You are viewing a plain text version of this content. The canonical link for it is here.
Posted to commits@spark.apache.org by an...@apache.org on 2015/01/24 04:28:03 UTC
spark git commit: [SPARK-5351][GraphX] Do not use
Partitioner.defaultPartitioner as a partitioner of EdgeRDDImp...
Repository: spark
Updated Branches:
refs/heads/master cef1f092a -> e224dbb01
[SPARK-5351][GraphX] Do not use Partitioner.defaultPartitioner as a partitioner of EdgeRDDImp...
If the value of 'spark.default.parallelism' does not match the number of partitoins in EdgePartition(EdgeRDDImpl),
the following error occurs in ReplicatedVertexView.scala:72;
object GraphTest extends Logging {
def run[VD: ClassTag, ED: ClassTag](graph: Graph[VD, ED]): VertexRDD[Int] = {
graph.aggregateMessages(
ctx => {
ctx.sendToSrc(1)
ctx.sendToDst(2)
},
_ + _)
}
}
val g = GraphLoader.edgeListFile(sc, "graph.txt")
val rdd = GraphTest.run(g)
java.lang.IllegalArgumentException: Can't zip RDDs with unequal numbers of partitions
at org.apache.spark.rdd.ZippedPartitionsBaseRDD.getPartitions(ZippedPartitionsRDD.scala:57)
at org.apache.spark.rdd.RDD$$anonfun$partitions$2.apply(RDD.scala:206)
at org.apache.spark.rdd.RDD$$anonfun$partitions$2.apply(RDD.scala:204)
at scala.Option.getOrElse(Option.scala:120)
at org.apache.spark.rdd.RDD.partitions(RDD.scala:204)

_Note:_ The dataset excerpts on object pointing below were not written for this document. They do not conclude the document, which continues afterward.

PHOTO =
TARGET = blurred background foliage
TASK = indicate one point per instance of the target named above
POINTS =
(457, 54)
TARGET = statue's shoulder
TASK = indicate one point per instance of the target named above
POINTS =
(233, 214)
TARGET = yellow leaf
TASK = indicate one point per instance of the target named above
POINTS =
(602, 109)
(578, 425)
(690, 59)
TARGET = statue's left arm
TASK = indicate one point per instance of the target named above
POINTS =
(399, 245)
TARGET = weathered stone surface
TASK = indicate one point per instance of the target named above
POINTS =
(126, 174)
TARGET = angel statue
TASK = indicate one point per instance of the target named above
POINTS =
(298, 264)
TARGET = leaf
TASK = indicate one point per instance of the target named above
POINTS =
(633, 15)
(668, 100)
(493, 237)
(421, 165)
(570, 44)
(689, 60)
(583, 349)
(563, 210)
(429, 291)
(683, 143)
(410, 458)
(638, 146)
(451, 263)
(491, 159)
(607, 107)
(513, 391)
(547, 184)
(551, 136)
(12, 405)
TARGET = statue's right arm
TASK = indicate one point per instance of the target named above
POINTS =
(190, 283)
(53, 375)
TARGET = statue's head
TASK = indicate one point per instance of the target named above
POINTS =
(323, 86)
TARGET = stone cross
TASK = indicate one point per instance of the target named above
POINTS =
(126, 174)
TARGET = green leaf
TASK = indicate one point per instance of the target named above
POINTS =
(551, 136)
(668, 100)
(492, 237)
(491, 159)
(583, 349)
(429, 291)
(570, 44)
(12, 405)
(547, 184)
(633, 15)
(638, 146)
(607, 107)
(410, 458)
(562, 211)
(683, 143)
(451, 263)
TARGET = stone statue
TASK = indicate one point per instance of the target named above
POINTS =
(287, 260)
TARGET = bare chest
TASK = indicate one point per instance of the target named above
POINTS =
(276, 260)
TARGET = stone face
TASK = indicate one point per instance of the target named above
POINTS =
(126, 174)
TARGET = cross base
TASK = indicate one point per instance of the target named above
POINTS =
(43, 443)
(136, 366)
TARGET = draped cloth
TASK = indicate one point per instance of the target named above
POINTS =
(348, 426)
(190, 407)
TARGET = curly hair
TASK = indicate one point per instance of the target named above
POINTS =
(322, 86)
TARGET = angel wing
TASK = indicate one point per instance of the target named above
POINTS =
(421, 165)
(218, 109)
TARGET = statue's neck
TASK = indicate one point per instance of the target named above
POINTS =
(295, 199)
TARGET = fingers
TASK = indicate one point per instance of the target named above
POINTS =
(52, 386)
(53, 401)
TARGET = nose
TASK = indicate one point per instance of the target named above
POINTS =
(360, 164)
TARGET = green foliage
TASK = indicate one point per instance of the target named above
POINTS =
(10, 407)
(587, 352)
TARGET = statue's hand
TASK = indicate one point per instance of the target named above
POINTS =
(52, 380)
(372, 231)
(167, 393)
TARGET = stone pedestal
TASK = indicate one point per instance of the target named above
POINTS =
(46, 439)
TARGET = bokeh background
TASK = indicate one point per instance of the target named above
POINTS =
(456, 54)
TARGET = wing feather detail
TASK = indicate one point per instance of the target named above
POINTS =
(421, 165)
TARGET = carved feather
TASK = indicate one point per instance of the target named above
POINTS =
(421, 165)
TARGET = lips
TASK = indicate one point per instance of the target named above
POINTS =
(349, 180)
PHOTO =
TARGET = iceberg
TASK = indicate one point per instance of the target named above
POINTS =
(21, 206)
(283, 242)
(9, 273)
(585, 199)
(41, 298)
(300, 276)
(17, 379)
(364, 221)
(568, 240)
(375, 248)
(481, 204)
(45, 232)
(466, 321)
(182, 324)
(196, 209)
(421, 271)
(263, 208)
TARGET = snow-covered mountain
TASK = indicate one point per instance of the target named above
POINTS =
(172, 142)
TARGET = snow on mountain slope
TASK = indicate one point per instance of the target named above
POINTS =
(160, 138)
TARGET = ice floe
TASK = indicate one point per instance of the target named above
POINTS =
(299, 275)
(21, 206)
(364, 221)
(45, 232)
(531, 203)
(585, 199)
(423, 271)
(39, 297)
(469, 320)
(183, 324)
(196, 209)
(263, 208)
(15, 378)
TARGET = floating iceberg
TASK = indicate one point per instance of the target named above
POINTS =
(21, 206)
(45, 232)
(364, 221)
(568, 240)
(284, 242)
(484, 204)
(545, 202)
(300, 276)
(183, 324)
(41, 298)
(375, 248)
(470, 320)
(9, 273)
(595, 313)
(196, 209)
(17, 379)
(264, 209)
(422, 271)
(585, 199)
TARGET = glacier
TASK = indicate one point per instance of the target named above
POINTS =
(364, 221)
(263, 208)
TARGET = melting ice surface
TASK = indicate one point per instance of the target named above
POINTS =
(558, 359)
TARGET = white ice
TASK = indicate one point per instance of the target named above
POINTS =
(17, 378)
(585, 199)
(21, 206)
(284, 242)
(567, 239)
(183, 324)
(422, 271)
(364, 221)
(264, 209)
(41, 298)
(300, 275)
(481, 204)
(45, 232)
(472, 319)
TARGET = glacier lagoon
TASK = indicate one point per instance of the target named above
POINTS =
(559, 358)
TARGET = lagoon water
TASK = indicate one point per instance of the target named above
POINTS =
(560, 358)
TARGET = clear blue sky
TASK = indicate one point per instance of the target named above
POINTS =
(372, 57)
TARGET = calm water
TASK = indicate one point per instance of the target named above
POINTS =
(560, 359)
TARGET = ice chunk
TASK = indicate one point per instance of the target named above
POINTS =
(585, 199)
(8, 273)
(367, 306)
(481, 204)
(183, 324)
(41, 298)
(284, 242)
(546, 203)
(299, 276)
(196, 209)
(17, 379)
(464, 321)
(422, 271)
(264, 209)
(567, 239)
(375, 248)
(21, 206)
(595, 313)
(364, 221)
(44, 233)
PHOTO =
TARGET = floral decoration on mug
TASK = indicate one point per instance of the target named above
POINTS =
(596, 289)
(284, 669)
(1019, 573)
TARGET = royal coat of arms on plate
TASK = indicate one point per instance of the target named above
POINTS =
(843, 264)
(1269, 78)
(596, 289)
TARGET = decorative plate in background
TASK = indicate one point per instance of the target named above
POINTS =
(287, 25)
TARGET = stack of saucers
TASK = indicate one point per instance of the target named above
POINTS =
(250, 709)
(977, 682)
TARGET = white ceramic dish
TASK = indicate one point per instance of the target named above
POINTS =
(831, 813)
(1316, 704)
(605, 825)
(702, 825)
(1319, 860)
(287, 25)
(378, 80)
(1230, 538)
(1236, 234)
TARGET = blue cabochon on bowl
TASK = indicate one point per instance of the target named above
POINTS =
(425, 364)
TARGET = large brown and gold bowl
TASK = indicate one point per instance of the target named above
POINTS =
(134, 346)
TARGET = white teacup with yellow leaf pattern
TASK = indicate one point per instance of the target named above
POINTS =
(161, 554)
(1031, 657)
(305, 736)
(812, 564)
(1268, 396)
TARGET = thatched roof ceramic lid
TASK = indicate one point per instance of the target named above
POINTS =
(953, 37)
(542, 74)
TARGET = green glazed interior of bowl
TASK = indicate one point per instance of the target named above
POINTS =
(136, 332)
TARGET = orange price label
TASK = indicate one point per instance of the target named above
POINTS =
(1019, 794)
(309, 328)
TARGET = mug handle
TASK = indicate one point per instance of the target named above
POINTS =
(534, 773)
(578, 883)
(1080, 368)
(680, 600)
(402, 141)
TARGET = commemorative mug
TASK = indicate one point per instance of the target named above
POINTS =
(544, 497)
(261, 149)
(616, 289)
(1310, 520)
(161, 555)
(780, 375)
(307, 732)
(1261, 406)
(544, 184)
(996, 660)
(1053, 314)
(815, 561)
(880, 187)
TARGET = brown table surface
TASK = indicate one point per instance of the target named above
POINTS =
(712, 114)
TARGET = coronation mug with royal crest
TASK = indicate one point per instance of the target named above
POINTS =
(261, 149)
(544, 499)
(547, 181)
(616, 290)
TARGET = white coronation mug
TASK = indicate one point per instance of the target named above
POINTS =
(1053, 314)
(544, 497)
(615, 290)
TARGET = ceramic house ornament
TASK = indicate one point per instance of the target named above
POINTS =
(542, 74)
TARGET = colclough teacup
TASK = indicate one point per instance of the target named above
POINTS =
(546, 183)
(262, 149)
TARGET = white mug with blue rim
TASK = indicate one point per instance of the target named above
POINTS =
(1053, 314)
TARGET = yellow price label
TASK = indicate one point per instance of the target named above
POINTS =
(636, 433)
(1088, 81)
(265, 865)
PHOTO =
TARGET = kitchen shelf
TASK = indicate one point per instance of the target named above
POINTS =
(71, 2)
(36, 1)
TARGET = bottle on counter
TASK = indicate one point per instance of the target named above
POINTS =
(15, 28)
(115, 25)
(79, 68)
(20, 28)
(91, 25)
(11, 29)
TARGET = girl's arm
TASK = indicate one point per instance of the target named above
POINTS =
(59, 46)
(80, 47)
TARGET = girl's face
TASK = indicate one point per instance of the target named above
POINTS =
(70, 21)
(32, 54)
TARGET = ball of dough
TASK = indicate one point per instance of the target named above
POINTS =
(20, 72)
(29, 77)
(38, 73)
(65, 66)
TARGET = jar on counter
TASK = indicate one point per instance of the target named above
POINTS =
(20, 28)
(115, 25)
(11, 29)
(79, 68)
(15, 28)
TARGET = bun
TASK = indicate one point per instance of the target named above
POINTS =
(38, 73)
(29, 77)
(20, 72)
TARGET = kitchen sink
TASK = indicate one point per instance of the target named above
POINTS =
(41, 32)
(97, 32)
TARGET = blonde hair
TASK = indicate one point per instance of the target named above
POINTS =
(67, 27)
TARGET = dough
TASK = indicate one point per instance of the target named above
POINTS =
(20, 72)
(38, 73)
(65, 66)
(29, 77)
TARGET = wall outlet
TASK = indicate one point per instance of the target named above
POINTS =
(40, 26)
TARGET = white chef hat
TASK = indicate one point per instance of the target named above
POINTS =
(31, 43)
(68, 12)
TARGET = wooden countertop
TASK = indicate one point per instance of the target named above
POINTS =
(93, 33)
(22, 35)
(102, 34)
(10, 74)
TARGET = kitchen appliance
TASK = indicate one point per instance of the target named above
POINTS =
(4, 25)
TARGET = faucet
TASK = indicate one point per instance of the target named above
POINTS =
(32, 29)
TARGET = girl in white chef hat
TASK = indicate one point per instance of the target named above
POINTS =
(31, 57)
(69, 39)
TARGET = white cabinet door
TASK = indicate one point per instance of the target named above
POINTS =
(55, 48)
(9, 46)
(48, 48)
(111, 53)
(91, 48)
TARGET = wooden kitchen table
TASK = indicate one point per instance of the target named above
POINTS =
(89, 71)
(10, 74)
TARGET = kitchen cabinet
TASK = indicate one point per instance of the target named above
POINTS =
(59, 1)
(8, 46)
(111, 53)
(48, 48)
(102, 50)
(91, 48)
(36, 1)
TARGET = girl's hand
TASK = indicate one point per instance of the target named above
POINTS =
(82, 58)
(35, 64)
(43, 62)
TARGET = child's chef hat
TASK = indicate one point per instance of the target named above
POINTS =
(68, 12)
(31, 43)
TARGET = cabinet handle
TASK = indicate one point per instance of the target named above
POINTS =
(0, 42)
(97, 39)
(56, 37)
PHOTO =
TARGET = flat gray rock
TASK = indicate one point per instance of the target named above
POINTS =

at org.apache.spark.rdd.MapPartitionsRDD.getPartitions(MapPartitionsRDD.scala:32)
at org.apache.spark.rdd.RDD$$anonfun$partitions$2.apply(RDD.scala:206)
at org.apache.spark.rdd.RDD$$anonfun$partitions$2.apply(RDD.scala:204)
at scala.Option.getOrElse(Option.scala:120)
at org.apache.spark.rdd.RDD.partitions(RDD.scala:204)
at org.apache.spark.ShuffleDependency.<init>(Dependency.scala:82)
at org.apache.spark.rdd.ShuffledRDD.getDependencies(ShuffledRDD.scala:80)
at org.apache.spark.rdd.RDD$$anonfun$dependencies$2.apply(RDD.scala:193)
at org.apache.spark.rdd.RDD$$anonfun$dependencies$2.apply(RDD.scala:191)
...
Author: Takeshi Yamamuro <li...@gmail.com>
Closes #4136 from maropu/EdgePartitionBugFix and squashes the following commits:
0cd8942 [Ankur Dave] Use more concise getOrElse
aad4a2c [Ankur Dave] Add unit test for non-default number of edge partitions
0a2f32b [Takeshi Yamamuro] Do not use Partitioner.defaultPartitioner as a partitioner of EdgeRDDImpl
Project: http://git-wip-us.apache.org/repos/asf/spark/repo
Commit: http://git-wip-us.apache.org/repos/asf/spark/commit/e224dbb0
Tree: http://git-wip-us.apache.org/repos/asf/spark/tree/e224dbb0
Diff: http://git-wip-us.apache.org/repos/asf/spark/diff/e224dbb0
Branch: refs/heads/master
Commit: e224dbb011789297cd6c6ba095f702c042869ed6
Parents: cef1f09
Author: Takeshi Yamamuro <li...@gmail.com>
Authored: Fri Jan 23 19:25:15 2015 -0800
Committer: Ankur Dave <an...@gmail.com>
Committed: Fri Jan 23 19:26:39 2015 -0800
----------------------------------------------------------------------
.../apache/spark/graphx/impl/EdgeRDDImpl.scala | 4 ++--
.../org/apache/spark/graphx/GraphSuite.scala | 20 ++++++++++++++++++++
2 files changed, 22 insertions(+), 2 deletions(-)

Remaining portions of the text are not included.